A PRIO acaba de obter do IBAMA a (muito aguardada) licença de operação para o campo de Wahoo, aumentando sua produção em 25% até o final de abril.
Ao mesmo tempo, a maior petroleira júnior do País se prepara para outra discussão bastante esperada: dividendos.
“Até a metade do ano devemos estabelecer uma política de remuneração aos acionistas. Na verdade, uma política de dividendos/recompras,” o CEO Roberto Monteiro disse ao Brazil Journal.
A discussão sobre dividendos é tempestiva porque Wahoo adicionará 40 mil barris por dia à produção da PRIO, um incremento de 25% sobre os números de janeiro. E a companhia fará isso com um custo de extração impressionantemente baixo: cerca de US$ 1 por barril, disse Monteiro.

Como será interligado à plataforma de Frade, que já está operacional – o chamado tieback – Wahoo conseguirá produzir cada barril de petróleo por menos que o preço de um litro de gasolina nos postos.
As projeções da PRIO apontam que só Wahoo poderá contribuir com uma geração de caixa livre de US$ 1,5 bilhão este ano. Mas essa conta considera preços do Brent em US$ 60, pré-Irã.

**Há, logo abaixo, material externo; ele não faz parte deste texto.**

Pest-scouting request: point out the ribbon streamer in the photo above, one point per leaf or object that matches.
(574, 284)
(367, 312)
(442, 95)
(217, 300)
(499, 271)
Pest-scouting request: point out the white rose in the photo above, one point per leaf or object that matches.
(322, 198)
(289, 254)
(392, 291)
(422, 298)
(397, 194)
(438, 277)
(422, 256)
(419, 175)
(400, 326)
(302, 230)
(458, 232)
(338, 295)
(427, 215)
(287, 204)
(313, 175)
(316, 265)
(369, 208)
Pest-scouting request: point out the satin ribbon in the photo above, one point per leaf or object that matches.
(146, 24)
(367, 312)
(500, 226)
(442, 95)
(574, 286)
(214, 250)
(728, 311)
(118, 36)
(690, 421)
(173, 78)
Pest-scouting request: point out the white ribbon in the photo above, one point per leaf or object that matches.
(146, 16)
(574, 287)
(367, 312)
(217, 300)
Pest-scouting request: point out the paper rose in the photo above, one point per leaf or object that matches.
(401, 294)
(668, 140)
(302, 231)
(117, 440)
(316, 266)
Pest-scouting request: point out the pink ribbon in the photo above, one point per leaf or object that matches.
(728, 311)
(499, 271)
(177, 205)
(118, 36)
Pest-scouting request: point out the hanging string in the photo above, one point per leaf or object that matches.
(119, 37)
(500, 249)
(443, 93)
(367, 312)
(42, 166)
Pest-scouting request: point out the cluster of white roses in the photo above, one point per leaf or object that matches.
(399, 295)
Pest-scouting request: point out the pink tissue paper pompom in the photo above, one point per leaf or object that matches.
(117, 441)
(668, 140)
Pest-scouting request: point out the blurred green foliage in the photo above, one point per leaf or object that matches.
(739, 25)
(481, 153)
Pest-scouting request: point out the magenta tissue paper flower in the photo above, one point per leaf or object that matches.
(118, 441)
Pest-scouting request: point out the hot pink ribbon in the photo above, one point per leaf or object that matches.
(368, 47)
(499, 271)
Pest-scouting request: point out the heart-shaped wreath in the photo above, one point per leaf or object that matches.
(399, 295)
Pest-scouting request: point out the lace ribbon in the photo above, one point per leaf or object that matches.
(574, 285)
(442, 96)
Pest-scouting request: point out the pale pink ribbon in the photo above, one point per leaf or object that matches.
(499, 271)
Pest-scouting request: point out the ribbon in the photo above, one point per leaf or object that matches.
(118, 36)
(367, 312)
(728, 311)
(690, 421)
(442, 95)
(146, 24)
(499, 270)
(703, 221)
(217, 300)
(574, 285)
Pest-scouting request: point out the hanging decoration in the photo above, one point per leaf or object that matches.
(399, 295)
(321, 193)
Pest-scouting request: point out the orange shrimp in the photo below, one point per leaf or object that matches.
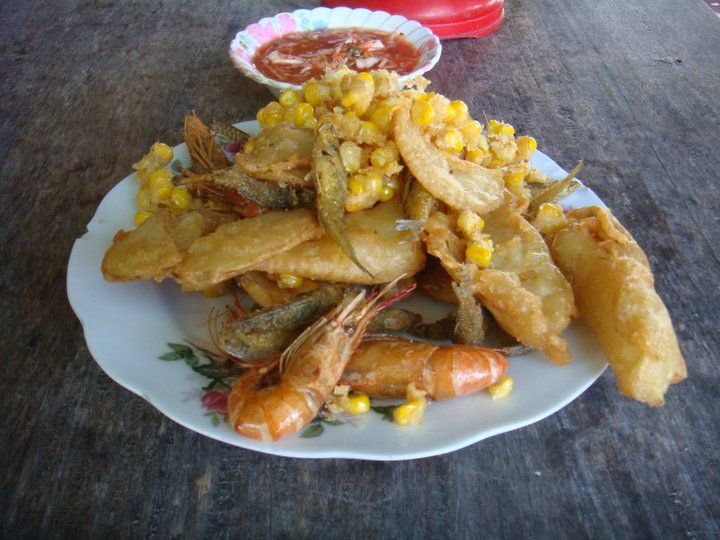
(385, 367)
(309, 370)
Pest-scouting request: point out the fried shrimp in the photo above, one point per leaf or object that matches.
(309, 370)
(385, 367)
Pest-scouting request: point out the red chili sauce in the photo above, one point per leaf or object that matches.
(298, 57)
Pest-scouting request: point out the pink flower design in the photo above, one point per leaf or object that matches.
(286, 23)
(214, 400)
(232, 147)
(240, 52)
(261, 33)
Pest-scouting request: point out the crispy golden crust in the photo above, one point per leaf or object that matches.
(522, 288)
(615, 292)
(386, 252)
(460, 184)
(235, 247)
(153, 249)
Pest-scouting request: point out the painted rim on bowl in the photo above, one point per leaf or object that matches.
(247, 41)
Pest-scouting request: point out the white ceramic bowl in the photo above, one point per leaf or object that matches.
(246, 42)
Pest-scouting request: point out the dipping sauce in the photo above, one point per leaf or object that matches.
(298, 57)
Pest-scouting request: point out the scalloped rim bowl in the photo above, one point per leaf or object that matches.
(247, 41)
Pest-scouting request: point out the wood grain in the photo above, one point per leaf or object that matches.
(630, 86)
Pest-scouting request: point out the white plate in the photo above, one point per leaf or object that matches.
(129, 325)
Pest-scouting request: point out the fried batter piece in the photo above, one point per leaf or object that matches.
(281, 154)
(204, 150)
(522, 287)
(236, 247)
(615, 292)
(461, 184)
(386, 252)
(153, 249)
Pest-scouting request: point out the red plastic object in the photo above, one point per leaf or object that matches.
(447, 19)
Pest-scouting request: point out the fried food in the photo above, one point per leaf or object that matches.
(522, 287)
(461, 184)
(615, 292)
(267, 293)
(331, 188)
(153, 249)
(204, 150)
(280, 154)
(436, 282)
(555, 191)
(384, 368)
(387, 252)
(239, 246)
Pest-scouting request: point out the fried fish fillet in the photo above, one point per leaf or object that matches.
(615, 292)
(461, 184)
(522, 287)
(386, 252)
(153, 249)
(236, 247)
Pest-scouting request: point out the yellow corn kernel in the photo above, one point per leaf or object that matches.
(470, 223)
(410, 413)
(351, 156)
(302, 113)
(315, 93)
(249, 146)
(422, 113)
(475, 155)
(374, 182)
(497, 128)
(163, 152)
(214, 291)
(359, 93)
(356, 403)
(450, 140)
(355, 186)
(495, 163)
(501, 389)
(471, 132)
(369, 132)
(382, 117)
(526, 146)
(382, 156)
(270, 115)
(288, 98)
(549, 218)
(141, 216)
(514, 180)
(459, 111)
(289, 281)
(478, 254)
(180, 198)
(160, 184)
(289, 114)
(143, 199)
(387, 193)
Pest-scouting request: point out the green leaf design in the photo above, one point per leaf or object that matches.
(182, 349)
(312, 431)
(171, 356)
(385, 410)
(192, 360)
(211, 371)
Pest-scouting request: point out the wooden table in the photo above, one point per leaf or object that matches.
(630, 86)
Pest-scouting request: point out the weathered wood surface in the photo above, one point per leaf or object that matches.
(630, 86)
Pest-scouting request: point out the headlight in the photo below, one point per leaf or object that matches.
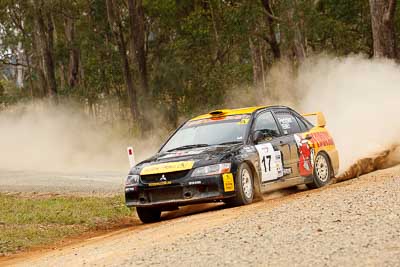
(132, 180)
(212, 169)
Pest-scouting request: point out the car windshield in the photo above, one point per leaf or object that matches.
(208, 132)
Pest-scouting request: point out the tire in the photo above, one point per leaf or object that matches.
(322, 171)
(244, 186)
(148, 215)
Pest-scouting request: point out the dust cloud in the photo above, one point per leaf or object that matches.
(41, 137)
(360, 98)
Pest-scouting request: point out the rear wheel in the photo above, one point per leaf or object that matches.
(148, 215)
(322, 171)
(244, 186)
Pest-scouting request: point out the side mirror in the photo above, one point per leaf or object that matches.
(258, 136)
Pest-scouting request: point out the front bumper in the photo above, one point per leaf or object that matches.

No início da tarde, o barril trocava de mãos a US$ 84, com o mercado precificando o aumento do risco geopolítico e de escoamento.
“Com petróleo a US$ 75, você teria alguma coisa perto de entre US$ 700 milhões e US$ 800 milhões em adicional. Então isso vai gerando caixa,” disse o CEO.

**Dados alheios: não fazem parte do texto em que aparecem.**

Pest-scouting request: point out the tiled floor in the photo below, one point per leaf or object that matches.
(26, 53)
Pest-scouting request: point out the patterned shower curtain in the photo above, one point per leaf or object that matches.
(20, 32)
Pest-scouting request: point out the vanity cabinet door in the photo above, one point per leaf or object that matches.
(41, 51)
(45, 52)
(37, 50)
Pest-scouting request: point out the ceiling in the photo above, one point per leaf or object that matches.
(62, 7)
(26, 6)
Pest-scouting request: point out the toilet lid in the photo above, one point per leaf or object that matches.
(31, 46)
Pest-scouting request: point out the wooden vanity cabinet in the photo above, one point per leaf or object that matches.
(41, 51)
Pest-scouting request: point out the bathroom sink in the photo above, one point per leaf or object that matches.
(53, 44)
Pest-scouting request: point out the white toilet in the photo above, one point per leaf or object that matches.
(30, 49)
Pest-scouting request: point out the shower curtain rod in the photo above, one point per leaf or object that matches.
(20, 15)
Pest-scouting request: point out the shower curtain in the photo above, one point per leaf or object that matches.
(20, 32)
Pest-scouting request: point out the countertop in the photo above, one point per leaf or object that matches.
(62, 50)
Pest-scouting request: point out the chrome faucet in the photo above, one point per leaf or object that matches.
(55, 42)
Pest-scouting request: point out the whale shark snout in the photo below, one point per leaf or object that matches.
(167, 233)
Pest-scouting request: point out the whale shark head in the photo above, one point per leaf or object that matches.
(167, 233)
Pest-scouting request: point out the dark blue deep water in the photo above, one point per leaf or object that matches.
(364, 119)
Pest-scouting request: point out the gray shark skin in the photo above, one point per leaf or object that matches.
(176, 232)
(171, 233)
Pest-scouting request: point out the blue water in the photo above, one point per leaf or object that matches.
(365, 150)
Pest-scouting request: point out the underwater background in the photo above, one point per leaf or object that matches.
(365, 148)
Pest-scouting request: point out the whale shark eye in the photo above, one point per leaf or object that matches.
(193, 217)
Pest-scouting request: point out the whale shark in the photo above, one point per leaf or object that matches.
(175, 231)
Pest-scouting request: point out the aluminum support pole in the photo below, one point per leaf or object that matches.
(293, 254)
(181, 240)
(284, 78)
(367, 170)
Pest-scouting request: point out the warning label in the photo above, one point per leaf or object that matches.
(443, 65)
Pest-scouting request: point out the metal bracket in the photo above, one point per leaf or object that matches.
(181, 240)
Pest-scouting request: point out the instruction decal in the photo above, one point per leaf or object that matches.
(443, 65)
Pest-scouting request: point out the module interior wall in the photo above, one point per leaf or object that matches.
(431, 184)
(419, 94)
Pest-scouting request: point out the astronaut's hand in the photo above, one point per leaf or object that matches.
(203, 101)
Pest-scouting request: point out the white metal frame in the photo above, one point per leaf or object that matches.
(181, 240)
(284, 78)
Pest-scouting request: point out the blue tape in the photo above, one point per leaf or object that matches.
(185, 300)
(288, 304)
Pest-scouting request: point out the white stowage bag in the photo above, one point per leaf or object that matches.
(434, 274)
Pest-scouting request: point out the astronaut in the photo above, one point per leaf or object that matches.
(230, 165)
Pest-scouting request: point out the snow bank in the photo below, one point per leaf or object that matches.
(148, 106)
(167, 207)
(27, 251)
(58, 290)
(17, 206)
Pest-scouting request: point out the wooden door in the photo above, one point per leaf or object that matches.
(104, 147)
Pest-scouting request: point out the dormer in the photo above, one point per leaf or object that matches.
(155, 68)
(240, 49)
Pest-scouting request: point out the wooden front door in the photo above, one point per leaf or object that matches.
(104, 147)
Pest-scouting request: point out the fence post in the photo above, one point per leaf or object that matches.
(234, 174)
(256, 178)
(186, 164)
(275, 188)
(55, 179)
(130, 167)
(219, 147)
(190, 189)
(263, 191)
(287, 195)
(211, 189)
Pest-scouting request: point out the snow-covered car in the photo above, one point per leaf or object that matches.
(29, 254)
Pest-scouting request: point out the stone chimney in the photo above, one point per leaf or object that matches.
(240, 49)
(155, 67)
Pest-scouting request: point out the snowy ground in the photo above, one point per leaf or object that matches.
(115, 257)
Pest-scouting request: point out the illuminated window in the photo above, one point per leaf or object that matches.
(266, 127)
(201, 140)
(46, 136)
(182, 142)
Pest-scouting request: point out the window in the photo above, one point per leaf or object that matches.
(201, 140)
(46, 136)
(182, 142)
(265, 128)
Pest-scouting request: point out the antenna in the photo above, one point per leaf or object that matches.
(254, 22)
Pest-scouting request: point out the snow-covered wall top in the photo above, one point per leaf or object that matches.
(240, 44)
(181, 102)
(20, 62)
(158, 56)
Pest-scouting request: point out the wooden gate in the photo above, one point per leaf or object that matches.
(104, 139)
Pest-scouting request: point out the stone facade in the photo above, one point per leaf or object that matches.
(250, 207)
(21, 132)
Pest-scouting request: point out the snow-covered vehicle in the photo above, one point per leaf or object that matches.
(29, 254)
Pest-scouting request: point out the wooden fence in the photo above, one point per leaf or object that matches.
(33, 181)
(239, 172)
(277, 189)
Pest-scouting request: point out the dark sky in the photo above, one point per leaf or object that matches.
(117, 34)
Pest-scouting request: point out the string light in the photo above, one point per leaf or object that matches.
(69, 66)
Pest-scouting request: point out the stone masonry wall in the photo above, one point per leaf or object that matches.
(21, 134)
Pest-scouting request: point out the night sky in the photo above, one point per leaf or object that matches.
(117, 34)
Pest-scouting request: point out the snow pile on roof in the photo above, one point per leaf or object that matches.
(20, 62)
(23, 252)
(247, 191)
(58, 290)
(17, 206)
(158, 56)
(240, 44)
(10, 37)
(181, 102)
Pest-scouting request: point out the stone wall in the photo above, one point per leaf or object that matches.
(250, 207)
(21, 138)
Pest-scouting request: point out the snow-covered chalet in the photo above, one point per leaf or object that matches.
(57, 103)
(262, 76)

Segundo Monteiro, a PRIO já vinha recomprando sua própria ação, mas há um limite para essas transações para não “secar” a liquidez do papel e não distorcer o preço.
“Se você tem uma quantidade de recursos maior para devolver aos acionistas, sem dúvida vai ter que pensar em dividendo e recompra.”
O CEO disse que a discussão já começou no conselho, presidido pelo fundador da companhia, Nelson Queiroz Tanure.
O início efetivo das operações em Wahoo é estimado para as próximas semanas, com um ramp up até meados de abril.
O licenciamento do campo estava em andamento há tempos, e enfrentou obstáculos como a greve no IBAMA, há dois anos. A PRIO chegou a prever, em 2023, que Wahoo poderia produzir no segundo semestre de 2024.

“Agora é a coroação de um processo que começou em 2022,” disse Monteiro.
Com Wahoo, a PRIO chegará próxima dos 200 mil barris por dia em produção. Em janeiro, a companhia extraiu 155 mil barris/dia.
O volume ainda deve subir com a conclusão da compra de uma fatia adicional de 20% em Peregrino, que levará a companhia a ter 100% do ativo. O closing é esperado para o segundo semestre.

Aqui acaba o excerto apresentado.